Now, Doyle sees his job as “helping the faculty to realize the visions and dreams that they have in their individual areas.” He avers that he is “still gathering ideas and thoughts that will help to sculpt a good model for the school,” in order to frame some “grand interdisciplinary challenges that emerge from the faculty’s passion.” Certain of these initiatives will be anchored in Allston, where the school’s new building will begin to rise this coming summer, with a probable occupancy date in 2020. Others will remain in Cambridge.

Some foci, though, are already clear. Computer science, in which he will make 10 senior appointments in the years ahead, will grow in Allston. The department, strong already in the theoretical realm, looks to add expertise in applied directions like machine learning and optimization (developing efficient solutions for problems: a simple example is how to get from point A to point B in the shortest time). Bioengineering is another area poised for growth. Its presence within SEAS is relatively small, but “There is so much more we could do” working with Harvard Medical School, he says, particularly with the quantitative-leaning departments such as systems biology and the newly formed department of biomedical informatics. At a recent meeting with the systems-biology faculty, he reports, he was heartened to hear not only requests for collaboration but an offer: “What can we do for you?”

He sees enormous opportunity, as yet unrealized, for cross-school collaboration. SEAS already offers a collaborative degree with the Graduate School of Design, but Doyle says Harvard has “arguably the world’s leading business school, the world’s leading medical school, and the world’s leading law school,” all with faculty members eager to explore the potential of partnering with engineers. He points as one example to the critical mass of 239 faculty members throughout the University who are working in some way on the climate-change problem. In SEAS and the Faculty of Arts and Sciences alone, he sees a top-10 team of researchers poised to become one of the top three in the country. He envisions taking the efforts of this group to the next level, perhaps even to make it “the number one program in the country.”

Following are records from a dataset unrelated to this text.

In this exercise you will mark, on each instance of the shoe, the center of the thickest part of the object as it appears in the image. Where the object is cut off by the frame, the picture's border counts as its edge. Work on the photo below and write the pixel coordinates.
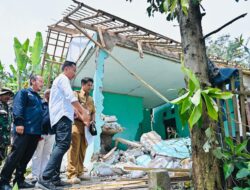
(45, 184)
(33, 181)
(74, 180)
(84, 177)
(23, 185)
(5, 187)
(60, 183)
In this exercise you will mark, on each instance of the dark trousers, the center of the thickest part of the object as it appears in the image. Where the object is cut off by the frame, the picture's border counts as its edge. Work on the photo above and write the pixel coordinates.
(62, 129)
(22, 151)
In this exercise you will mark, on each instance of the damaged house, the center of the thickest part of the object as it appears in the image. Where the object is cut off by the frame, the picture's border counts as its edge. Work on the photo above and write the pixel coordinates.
(136, 72)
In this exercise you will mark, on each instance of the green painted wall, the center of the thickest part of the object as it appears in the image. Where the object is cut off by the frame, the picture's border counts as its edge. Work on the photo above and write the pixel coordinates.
(128, 110)
(171, 111)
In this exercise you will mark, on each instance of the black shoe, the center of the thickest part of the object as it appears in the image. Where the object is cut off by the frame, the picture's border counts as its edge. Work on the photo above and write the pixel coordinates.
(60, 183)
(5, 187)
(45, 184)
(33, 181)
(24, 185)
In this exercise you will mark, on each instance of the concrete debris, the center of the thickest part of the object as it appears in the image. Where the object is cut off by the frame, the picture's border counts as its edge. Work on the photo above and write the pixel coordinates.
(109, 129)
(148, 140)
(143, 160)
(110, 125)
(151, 152)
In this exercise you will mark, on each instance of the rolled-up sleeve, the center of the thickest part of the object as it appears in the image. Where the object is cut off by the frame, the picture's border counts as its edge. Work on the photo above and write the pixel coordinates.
(67, 90)
(18, 107)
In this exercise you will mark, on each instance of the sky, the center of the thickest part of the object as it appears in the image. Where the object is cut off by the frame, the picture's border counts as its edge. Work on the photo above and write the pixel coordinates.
(23, 18)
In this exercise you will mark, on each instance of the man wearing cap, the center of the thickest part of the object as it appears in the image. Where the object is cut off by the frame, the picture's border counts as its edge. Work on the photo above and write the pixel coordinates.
(27, 119)
(5, 122)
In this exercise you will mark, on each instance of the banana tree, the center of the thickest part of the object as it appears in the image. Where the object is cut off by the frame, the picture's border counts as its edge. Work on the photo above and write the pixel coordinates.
(27, 59)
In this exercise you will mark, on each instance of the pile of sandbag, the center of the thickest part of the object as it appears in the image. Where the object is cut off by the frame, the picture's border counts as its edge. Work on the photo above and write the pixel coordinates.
(150, 152)
(111, 126)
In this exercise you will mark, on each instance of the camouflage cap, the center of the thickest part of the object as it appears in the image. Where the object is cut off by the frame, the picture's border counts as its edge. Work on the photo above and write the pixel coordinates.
(5, 90)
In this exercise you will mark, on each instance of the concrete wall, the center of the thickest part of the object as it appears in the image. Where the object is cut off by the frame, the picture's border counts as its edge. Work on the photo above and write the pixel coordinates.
(164, 112)
(128, 110)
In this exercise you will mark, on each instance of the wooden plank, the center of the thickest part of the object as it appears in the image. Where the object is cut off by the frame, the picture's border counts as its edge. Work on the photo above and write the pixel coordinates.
(248, 115)
(242, 106)
(101, 37)
(127, 142)
(229, 120)
(149, 169)
(221, 123)
(235, 105)
(111, 152)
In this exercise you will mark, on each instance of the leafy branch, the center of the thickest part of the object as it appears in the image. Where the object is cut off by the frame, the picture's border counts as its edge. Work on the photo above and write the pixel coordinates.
(195, 98)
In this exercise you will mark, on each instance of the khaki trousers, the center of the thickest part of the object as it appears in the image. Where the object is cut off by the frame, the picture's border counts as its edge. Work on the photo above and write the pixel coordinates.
(77, 150)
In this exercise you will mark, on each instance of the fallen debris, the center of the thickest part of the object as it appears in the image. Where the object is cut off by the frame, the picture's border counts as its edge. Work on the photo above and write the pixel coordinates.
(150, 154)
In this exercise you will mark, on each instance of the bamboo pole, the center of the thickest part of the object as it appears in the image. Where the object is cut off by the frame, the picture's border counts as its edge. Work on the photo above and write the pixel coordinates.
(242, 106)
(119, 62)
(228, 113)
(235, 105)
(45, 51)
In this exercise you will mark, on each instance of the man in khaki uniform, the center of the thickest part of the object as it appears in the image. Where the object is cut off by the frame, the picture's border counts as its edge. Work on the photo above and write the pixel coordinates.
(79, 145)
(5, 122)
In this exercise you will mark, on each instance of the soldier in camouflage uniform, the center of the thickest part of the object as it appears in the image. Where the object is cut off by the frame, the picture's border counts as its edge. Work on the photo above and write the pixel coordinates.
(5, 122)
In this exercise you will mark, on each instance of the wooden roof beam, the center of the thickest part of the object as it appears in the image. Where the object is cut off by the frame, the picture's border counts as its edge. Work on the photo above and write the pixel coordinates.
(128, 30)
(64, 30)
(103, 21)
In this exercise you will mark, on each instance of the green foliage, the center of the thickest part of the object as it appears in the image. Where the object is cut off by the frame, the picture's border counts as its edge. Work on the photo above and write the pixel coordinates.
(194, 98)
(15, 187)
(232, 50)
(28, 61)
(36, 52)
(235, 161)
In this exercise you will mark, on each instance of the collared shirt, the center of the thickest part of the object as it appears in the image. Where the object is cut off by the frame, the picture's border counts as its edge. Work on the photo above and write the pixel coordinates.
(5, 122)
(61, 97)
(86, 101)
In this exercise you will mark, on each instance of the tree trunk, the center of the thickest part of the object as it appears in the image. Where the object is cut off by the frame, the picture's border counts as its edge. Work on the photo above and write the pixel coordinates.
(206, 171)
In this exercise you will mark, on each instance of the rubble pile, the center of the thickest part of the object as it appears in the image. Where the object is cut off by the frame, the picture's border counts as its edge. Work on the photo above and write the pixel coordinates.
(150, 152)
(110, 125)
(109, 129)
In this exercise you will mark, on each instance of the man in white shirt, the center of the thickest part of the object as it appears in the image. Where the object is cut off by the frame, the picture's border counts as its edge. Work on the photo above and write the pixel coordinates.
(63, 104)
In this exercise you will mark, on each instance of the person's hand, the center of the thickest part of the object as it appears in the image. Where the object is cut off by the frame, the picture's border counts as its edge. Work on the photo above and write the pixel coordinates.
(76, 114)
(20, 130)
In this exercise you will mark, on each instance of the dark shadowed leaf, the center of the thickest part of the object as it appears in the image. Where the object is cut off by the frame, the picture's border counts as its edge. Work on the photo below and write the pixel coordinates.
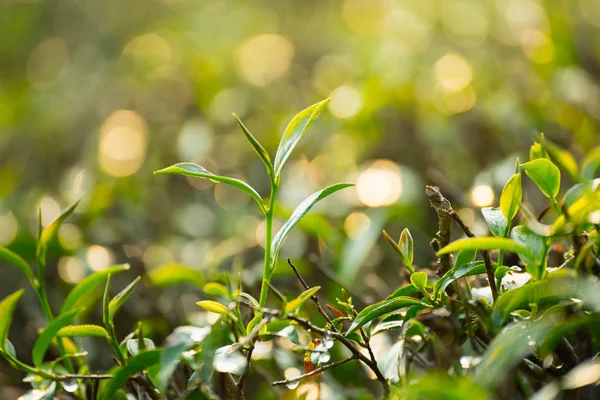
(48, 233)
(486, 243)
(121, 374)
(508, 349)
(378, 309)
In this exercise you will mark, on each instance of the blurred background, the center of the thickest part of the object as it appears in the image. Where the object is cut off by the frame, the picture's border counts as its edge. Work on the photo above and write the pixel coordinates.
(95, 95)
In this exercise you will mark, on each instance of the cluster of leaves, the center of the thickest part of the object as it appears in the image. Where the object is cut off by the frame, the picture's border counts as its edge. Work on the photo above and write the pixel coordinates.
(530, 330)
(70, 371)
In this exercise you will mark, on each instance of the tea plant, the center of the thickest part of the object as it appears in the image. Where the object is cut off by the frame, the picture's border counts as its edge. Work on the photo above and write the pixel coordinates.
(515, 314)
(69, 372)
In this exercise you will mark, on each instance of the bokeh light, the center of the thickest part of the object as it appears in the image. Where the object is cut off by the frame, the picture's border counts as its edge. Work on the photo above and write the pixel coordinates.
(98, 257)
(10, 227)
(453, 72)
(122, 146)
(71, 269)
(356, 224)
(380, 184)
(345, 102)
(264, 58)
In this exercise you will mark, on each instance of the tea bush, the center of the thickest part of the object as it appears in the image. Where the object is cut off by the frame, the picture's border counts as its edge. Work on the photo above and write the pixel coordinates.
(515, 314)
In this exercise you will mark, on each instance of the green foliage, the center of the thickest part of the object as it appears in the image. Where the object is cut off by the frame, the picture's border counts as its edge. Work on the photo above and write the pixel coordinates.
(293, 133)
(486, 243)
(545, 175)
(43, 341)
(473, 327)
(7, 309)
(191, 169)
(82, 295)
(299, 212)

As with climate change, “The nature of these big challenges in [engineering] research going forward,” he asserts, “is that they are going to touch on policy issues, legal issues, computing, data-privacy issues.” Personalized medicine, for example, an area that he and “a number of our bio-oriented faculty are interested in,” is bound to affect the healthcare discussion, get into legal issues of privacy, and have an entrepreneurial dimension, thereby involving the schools of business, medicine, law, and public health, in addition to SEAS. These are problems “that require rallying something on the order of a couple hundred people to tackle,” he explains. “We weren’t well-positioned” for these kinds of partnerships in the past. “Today we are.”